The City was caught on the hop yesterday after it emerged one member of the Bank of England's Monetary Policy Committee voted for a cut in interest rates this month and no one wanted an increase, reports the Independent .
David Blanchflower, the Dartmouth College labour economist, called for a quarter-point reduction to 5% - the first time a member of the nine-strong committee has voted for a cut since May last year.
He argued there was considerable evidence of spare capacity in the labour market and wage pressures were benign.
"The degree of monetary tightening, in conjunction with benign wage inflation, had started to push down consumption and housing market activity," he said, adding the service sector was looking weaker and inflation was likely to decline faster in the short term than in the MPC's central projection.
But he was outgunned by his eight colleagues, including the Bank's governor Mervyn King, who elected to freeze rates at 5.25% for a second month, says the paper.
"For most members, the financial market volatility added to the case for holding rates this month," the minutes said. "An unexpected move by the committee could provide an unwelcome addition to the uncertainty and volatility."
ABN AMRO shareholders could receive as much as £11bn in cash under the Dutch group's proposed merger with Barclays, says the Daily Telegraph.
Analysts expect Barclays to make an offer which values the Dutch bank at £44bn and to deliver around 15% in cash.

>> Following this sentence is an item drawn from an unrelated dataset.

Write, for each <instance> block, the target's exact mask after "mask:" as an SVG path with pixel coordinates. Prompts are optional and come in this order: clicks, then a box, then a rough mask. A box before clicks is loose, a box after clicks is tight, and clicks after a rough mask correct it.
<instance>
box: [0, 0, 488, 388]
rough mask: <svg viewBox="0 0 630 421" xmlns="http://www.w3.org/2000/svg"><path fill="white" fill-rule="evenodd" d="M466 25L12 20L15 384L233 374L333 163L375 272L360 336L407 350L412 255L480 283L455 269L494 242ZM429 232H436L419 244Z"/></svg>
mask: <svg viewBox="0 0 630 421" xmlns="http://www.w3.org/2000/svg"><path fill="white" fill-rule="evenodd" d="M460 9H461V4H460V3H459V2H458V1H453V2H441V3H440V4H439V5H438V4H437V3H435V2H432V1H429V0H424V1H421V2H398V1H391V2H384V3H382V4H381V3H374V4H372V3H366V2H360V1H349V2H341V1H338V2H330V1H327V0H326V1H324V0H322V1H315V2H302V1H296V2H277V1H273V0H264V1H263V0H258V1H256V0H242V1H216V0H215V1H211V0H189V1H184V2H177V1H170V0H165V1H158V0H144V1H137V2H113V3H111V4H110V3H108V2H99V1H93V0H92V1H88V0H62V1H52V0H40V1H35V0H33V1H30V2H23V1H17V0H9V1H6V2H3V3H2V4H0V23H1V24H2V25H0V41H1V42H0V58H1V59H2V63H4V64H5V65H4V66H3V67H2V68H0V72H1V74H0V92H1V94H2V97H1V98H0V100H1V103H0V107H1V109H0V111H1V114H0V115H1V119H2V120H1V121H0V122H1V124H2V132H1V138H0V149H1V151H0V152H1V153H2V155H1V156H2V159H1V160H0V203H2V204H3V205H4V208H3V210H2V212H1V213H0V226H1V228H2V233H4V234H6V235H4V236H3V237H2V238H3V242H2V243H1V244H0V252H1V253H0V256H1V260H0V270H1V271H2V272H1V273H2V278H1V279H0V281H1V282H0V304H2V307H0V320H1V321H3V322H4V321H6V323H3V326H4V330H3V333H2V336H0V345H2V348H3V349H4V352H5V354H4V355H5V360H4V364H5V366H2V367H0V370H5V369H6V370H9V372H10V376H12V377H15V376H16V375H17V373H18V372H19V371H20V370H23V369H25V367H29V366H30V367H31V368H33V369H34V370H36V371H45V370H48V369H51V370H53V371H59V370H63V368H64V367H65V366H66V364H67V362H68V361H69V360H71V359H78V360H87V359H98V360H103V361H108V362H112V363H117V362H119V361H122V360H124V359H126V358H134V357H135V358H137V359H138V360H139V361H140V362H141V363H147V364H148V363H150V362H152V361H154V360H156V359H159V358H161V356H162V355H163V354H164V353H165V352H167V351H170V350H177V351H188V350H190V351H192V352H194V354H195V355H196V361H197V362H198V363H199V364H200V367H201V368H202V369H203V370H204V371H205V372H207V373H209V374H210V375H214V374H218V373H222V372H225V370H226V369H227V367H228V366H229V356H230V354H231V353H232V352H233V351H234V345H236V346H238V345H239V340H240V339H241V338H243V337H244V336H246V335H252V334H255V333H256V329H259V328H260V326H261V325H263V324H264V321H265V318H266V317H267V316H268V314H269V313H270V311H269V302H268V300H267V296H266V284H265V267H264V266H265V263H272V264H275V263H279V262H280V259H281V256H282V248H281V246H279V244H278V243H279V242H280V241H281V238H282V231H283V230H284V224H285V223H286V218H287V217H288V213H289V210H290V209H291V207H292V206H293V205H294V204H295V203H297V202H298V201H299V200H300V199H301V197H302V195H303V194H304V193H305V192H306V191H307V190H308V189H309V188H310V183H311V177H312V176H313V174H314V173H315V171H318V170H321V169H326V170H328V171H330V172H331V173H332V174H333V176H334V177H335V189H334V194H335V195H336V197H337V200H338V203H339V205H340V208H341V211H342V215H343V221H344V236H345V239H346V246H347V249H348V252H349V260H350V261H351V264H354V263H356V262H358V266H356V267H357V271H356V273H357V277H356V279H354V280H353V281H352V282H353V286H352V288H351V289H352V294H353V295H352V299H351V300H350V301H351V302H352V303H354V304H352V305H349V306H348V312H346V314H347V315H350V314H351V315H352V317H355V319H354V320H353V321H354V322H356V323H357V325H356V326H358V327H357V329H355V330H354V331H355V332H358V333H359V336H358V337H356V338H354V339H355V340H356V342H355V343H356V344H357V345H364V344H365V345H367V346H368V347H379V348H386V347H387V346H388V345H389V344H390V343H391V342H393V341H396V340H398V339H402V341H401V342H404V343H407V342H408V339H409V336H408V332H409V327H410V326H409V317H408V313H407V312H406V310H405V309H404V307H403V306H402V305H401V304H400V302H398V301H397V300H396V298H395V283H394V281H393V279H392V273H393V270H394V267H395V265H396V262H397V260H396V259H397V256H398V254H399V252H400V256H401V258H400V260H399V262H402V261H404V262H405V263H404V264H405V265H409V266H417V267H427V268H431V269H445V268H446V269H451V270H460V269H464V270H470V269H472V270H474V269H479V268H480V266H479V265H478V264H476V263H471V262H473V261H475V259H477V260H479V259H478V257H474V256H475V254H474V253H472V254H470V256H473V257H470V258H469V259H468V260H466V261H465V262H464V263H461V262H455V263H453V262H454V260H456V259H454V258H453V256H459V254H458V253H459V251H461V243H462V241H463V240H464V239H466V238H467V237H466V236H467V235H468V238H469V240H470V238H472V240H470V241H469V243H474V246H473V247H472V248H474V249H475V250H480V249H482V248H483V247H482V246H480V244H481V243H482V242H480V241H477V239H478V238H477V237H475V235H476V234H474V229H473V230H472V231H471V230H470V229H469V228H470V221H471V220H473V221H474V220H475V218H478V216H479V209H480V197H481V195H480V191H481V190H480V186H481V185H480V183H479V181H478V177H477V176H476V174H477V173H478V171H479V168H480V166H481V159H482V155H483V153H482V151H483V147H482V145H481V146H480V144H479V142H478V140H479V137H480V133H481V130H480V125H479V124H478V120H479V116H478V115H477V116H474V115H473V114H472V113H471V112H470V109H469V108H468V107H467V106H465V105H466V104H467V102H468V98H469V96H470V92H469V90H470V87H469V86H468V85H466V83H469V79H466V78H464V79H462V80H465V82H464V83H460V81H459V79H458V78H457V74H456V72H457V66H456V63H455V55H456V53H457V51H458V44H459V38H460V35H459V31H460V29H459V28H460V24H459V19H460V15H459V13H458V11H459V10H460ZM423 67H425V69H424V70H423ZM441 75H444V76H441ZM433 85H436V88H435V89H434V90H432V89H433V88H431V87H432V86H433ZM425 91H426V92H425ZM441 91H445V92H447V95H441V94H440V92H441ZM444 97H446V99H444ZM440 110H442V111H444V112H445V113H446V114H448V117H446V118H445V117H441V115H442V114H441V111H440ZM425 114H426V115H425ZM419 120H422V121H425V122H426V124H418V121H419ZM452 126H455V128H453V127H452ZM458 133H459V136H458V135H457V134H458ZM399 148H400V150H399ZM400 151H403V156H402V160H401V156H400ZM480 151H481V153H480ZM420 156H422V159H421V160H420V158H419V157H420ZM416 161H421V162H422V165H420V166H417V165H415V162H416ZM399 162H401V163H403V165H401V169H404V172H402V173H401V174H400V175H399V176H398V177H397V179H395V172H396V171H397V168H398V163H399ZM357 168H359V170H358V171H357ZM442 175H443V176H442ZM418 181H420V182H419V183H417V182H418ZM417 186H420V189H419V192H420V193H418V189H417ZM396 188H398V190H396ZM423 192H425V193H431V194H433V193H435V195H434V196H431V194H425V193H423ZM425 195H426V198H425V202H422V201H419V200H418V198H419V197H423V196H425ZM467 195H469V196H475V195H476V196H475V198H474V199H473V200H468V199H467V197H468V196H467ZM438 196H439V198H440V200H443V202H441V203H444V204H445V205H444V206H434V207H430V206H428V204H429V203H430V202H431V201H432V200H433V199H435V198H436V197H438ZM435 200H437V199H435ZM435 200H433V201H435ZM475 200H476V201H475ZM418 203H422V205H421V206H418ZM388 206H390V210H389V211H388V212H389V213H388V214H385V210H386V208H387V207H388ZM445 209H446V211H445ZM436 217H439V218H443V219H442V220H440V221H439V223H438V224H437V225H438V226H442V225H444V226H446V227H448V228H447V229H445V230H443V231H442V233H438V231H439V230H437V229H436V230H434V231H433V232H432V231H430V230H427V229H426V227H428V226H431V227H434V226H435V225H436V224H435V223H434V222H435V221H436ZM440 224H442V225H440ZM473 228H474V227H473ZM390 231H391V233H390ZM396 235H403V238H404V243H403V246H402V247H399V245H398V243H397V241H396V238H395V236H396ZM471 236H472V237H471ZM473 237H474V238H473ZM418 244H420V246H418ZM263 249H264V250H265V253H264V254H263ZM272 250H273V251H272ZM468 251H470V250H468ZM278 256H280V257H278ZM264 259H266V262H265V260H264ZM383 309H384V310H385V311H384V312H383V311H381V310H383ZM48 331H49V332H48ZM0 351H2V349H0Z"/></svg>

However, Mark Thomas, an analyst at Keefe Bruyette & Woods, said: "Barclays may be able to increase the cash share to 25%."
A large cash element could satisfy ABN shareholders while ensuring Barclays investors retain the larger slice of the merged entity.
But Barclays may have to negotiate with regulators if it wants a large cash element, as both Barclays and ABN have low capital reserve ratios, limiting the cash available.
MORGAN STANLEY became the latest Wall Street firm to unveil record quarterly profits yesterday when it announced strong trading gains and a jump in investment banking fees had helped to push net income up by 70% in the first quarter, says the Times.
A dramatic rise in risky trading bets in the first quarter paid off with surges in revenue from share and bond trading, which helped to lift net income from $1.57bn (£801m) to $2.67bn for the three months to 28 February.
The so-called value-at-risk — an estimate of how much a firm potentially could lose in a bad day’s trading — jumped to $90m in the first quarter, from $58m the year before, as traders responded to calls from John Mack, chief executive, to take more risks.